How Law Collapsed Silicon Valley Bank, The Second Largest Bank Failure In US History

Pictured: Silicon Valley Bank

Silicon Valley Bank (SVB) - the second largest bank failure in US history and the largest bank failure since 2008. Silicon Valley Bank was used by many US start-ups (especially in tech and healthcare), as well as 60% of US venture capital funds. The majority of these organisations have well in excess of millions deposited at SVB.


As the US Fed (Federal Reserve) raised interest rates, SVB had a $1.8 billion loss on the sale of assets in the fourth quarter of 2022. US Treasury bonds made up large proportions of SVB’s portfolio which was sold at a loss. When this quarterly report was announced, this caused SVB customers to panic and withdraw their money from the bank. Banking regulators, the legal part of the banking equation, shut down SVB as customers raced to withdraw $42 billion in one day - a quarters of Silicon Valley Bank’s total deposits - on Friday 10 March 2023.

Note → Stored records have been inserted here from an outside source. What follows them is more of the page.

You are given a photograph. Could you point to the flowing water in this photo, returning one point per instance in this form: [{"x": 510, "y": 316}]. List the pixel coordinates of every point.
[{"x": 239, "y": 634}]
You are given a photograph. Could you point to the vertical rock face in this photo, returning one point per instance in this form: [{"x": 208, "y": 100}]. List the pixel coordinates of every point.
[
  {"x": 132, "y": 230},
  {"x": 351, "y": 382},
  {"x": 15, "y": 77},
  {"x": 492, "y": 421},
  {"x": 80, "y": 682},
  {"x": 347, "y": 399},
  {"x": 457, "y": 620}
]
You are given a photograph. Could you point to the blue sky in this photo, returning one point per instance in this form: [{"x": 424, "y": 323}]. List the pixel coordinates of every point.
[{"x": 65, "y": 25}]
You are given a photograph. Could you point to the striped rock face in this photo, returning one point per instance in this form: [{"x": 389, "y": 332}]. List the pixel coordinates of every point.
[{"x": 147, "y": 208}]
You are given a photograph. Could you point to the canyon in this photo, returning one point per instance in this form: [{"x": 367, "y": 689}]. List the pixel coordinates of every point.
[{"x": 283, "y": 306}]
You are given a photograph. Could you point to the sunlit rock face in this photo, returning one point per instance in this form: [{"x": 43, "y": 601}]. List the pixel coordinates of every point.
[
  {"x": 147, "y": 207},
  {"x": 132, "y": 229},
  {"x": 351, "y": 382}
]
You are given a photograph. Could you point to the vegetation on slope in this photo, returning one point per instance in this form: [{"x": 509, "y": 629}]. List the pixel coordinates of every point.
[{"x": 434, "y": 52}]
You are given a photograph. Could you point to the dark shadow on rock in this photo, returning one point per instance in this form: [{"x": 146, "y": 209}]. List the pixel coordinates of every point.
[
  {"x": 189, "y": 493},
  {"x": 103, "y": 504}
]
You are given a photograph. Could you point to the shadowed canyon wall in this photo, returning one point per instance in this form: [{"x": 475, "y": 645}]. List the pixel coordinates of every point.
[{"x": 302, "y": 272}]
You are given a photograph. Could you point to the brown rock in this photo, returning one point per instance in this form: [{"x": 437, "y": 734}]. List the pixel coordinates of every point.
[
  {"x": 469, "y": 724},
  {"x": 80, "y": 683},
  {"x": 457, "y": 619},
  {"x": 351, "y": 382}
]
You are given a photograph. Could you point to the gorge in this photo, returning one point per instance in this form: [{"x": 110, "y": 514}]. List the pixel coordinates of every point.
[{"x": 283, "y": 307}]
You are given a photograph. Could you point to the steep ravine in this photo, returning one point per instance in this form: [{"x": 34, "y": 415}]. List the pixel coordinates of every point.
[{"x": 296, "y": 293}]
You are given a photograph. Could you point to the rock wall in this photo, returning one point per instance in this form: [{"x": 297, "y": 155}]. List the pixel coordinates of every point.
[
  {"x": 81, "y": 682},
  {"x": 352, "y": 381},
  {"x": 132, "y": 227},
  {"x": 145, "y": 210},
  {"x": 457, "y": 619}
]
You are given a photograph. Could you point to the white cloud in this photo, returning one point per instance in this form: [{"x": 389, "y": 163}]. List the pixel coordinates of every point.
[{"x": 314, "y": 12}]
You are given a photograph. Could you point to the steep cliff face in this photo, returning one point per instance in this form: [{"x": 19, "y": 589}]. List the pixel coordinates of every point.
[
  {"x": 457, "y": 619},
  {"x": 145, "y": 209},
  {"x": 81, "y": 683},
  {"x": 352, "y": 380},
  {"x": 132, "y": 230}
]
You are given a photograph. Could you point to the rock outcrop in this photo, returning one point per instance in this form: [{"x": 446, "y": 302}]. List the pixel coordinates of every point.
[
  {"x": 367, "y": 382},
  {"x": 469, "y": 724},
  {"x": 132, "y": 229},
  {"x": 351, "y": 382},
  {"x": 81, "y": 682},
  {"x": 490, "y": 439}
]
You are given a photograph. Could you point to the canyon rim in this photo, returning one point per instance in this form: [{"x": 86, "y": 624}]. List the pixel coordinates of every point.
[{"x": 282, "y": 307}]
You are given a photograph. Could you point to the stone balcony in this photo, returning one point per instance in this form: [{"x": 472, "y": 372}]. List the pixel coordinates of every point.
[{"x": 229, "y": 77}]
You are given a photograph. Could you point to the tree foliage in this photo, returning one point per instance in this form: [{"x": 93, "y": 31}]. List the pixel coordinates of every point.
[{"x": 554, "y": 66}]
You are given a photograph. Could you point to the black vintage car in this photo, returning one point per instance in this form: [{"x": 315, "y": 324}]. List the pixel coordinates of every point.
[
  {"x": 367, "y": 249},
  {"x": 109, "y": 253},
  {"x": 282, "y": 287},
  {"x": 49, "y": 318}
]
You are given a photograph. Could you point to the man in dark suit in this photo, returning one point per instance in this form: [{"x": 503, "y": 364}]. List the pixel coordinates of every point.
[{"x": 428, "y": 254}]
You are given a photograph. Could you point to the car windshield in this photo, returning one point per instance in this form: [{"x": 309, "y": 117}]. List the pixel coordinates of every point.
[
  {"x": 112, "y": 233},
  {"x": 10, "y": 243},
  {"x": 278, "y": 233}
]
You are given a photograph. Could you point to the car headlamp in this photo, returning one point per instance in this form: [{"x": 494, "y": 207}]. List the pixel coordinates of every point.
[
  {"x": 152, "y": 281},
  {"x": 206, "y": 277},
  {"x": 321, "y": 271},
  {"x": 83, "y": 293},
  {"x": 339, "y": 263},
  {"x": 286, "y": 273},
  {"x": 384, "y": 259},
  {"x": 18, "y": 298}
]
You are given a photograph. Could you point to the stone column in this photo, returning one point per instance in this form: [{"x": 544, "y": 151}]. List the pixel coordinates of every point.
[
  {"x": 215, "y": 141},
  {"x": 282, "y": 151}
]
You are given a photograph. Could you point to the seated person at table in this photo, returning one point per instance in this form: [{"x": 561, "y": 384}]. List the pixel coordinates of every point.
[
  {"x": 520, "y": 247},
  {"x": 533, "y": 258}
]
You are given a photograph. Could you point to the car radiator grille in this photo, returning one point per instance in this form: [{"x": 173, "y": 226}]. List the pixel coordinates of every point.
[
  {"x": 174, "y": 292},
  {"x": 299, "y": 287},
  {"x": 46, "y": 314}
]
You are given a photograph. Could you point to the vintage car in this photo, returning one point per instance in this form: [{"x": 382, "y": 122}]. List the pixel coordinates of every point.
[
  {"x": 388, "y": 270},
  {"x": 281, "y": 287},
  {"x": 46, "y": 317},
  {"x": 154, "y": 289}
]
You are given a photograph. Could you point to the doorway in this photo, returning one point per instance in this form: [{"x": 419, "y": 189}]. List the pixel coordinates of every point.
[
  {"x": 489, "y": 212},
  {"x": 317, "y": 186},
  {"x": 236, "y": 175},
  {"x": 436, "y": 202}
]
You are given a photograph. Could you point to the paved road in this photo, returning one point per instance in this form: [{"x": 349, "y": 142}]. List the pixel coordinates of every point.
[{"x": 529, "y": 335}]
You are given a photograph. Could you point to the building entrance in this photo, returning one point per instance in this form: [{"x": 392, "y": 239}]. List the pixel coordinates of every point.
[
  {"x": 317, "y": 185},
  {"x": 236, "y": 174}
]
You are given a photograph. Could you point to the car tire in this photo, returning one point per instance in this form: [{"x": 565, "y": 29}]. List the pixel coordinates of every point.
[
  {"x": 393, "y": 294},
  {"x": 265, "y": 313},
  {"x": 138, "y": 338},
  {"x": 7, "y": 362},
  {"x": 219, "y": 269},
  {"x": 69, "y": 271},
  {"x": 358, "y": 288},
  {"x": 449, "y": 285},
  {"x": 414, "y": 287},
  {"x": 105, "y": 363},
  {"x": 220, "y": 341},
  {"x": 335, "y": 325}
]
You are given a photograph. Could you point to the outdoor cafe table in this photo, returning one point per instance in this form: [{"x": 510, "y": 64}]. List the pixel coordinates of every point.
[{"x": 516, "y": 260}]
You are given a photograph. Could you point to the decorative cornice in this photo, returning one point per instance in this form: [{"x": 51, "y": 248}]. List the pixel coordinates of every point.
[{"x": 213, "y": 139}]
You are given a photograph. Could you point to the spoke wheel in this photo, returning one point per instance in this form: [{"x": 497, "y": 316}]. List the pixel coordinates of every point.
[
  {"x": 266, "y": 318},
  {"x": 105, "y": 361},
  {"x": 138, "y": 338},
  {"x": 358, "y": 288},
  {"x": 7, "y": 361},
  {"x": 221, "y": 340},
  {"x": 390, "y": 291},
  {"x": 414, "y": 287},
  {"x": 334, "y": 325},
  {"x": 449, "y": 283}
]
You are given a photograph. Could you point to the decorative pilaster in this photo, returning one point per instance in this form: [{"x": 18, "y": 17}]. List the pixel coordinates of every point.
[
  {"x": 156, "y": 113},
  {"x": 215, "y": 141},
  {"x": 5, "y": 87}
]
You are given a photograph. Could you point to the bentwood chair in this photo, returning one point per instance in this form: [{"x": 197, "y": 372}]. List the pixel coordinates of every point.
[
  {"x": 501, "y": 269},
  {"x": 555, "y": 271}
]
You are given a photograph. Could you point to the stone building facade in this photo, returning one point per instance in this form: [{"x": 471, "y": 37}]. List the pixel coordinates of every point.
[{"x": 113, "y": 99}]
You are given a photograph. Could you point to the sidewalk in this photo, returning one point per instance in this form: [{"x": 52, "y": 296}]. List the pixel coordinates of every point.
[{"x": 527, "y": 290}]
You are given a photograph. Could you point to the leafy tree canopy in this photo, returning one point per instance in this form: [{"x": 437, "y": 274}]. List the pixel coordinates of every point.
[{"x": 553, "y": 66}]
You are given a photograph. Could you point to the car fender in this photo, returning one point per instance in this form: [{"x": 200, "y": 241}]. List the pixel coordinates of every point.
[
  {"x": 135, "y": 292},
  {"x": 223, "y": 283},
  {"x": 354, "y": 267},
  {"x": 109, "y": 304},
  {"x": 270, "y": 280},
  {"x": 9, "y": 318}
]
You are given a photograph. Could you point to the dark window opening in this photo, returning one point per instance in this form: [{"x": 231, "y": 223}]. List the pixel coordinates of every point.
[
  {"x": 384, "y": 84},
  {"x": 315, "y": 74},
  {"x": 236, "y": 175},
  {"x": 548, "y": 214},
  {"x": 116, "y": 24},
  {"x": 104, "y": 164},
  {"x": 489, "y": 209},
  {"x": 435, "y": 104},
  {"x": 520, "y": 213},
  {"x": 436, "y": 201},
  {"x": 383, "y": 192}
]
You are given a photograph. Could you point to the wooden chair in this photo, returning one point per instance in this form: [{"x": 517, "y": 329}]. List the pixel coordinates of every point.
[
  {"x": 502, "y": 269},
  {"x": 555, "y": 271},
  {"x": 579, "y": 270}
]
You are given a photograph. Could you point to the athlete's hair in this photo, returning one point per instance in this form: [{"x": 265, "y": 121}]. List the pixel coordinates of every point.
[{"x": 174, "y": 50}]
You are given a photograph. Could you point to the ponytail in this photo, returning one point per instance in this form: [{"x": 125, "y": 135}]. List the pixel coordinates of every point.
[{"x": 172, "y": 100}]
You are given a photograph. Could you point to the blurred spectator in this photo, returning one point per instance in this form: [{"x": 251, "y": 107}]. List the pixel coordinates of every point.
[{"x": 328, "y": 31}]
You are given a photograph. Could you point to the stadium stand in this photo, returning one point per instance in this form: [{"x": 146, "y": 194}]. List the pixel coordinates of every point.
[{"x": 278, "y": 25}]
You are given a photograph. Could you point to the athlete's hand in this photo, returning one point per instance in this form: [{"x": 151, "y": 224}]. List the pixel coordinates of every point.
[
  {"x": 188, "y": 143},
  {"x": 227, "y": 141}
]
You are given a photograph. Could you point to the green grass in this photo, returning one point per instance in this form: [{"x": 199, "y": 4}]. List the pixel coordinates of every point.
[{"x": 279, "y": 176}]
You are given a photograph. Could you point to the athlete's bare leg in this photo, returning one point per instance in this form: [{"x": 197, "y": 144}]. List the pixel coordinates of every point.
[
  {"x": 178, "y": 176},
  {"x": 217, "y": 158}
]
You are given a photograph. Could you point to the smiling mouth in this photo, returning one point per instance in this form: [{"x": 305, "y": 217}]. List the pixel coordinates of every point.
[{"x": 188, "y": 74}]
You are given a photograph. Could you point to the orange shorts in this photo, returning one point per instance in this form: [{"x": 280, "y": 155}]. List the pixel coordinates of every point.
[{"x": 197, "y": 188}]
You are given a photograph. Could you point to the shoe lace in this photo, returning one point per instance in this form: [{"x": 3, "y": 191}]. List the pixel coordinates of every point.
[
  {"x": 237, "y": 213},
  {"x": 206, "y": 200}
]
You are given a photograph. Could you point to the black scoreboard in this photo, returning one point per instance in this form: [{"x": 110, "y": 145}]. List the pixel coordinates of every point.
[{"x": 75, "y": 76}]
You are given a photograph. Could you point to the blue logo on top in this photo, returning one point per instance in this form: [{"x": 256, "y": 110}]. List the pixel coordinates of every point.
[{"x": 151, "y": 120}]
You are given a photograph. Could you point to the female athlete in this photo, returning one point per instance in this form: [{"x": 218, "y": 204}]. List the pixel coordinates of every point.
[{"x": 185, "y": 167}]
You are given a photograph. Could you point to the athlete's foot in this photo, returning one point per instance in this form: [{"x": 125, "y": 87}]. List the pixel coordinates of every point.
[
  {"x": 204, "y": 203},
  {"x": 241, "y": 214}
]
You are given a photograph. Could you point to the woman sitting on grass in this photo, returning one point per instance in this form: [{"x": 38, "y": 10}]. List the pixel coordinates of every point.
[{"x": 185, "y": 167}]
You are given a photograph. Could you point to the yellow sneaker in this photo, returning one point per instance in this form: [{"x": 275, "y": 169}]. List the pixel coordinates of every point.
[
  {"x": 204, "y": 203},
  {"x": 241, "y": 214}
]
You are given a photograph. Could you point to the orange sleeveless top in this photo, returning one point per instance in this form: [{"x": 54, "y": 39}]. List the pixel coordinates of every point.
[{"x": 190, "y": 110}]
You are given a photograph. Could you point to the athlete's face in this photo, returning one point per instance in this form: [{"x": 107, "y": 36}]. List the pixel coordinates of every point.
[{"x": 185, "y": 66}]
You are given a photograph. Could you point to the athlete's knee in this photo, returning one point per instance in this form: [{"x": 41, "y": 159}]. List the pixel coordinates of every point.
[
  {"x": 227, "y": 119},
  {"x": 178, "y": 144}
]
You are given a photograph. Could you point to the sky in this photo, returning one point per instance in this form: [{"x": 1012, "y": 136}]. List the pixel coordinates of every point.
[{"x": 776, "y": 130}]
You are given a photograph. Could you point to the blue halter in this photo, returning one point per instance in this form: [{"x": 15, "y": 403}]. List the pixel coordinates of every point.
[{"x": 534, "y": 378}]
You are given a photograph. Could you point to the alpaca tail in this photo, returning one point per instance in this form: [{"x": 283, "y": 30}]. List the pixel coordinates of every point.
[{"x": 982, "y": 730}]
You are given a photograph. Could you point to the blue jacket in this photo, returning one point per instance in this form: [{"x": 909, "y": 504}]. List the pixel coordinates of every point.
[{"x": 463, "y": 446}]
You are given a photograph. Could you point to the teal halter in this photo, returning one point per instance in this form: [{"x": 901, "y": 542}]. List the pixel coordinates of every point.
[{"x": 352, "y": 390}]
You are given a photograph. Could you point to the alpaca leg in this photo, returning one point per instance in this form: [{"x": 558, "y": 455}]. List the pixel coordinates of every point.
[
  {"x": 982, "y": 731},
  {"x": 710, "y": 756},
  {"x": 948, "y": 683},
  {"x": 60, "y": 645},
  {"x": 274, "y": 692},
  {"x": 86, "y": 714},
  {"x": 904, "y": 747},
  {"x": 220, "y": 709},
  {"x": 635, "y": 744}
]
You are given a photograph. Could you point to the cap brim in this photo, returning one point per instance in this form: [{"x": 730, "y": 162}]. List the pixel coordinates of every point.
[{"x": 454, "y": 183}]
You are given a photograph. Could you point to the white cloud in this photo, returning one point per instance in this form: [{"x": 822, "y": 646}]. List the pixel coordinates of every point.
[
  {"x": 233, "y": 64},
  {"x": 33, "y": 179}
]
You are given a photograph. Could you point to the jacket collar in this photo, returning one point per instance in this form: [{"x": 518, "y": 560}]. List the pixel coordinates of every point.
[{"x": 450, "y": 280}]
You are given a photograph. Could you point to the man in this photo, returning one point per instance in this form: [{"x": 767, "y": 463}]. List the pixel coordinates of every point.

See the timeline below as The Corporate Law Journal breaks down the key events which led to this immediate failure and the second larges bank collapse in US history.


Wednesday 8 March 2023:

Silvergate Bank’s parent company, Silvergate Capital (a big investor in cryptocurrency since 2016), announced that it would cease its banking operations.


Thursday 9 March 2023:

Silicon Valley Bank (NASDAQ:SIVB) crashes 60% as it tries to shore up liquidity.


Friday 10 March 2023:

Silicon Valley Bank collapses and is taken over by the banking regulator known as FDIC (Federal Deposit Insurance Corporation) - a United States of America government corporation supplying deposit insurance for depositors in savings banks and commercial banks in America.


However:

FDIC insurance only covers depositors for deposits up to $250,000. But only 2.7% of deposits made by customers are less than $250,000 which means that 97.3% of Silicon Valley Bank customers will not be fully insured for their funds in excess of $250,000 leaving individuals losing money in the regions of multimillions.


Silicon Valley Bank tried to raise money but failed and then they tried to sell themselves to a larger company but they could not do that also. Therefore, the FDIC stepped in and are trying to salvage customer assets - however it is not looking good.


Another big question, is this a contagion? Is this the first domino to fall in a milieu of future bank collapses?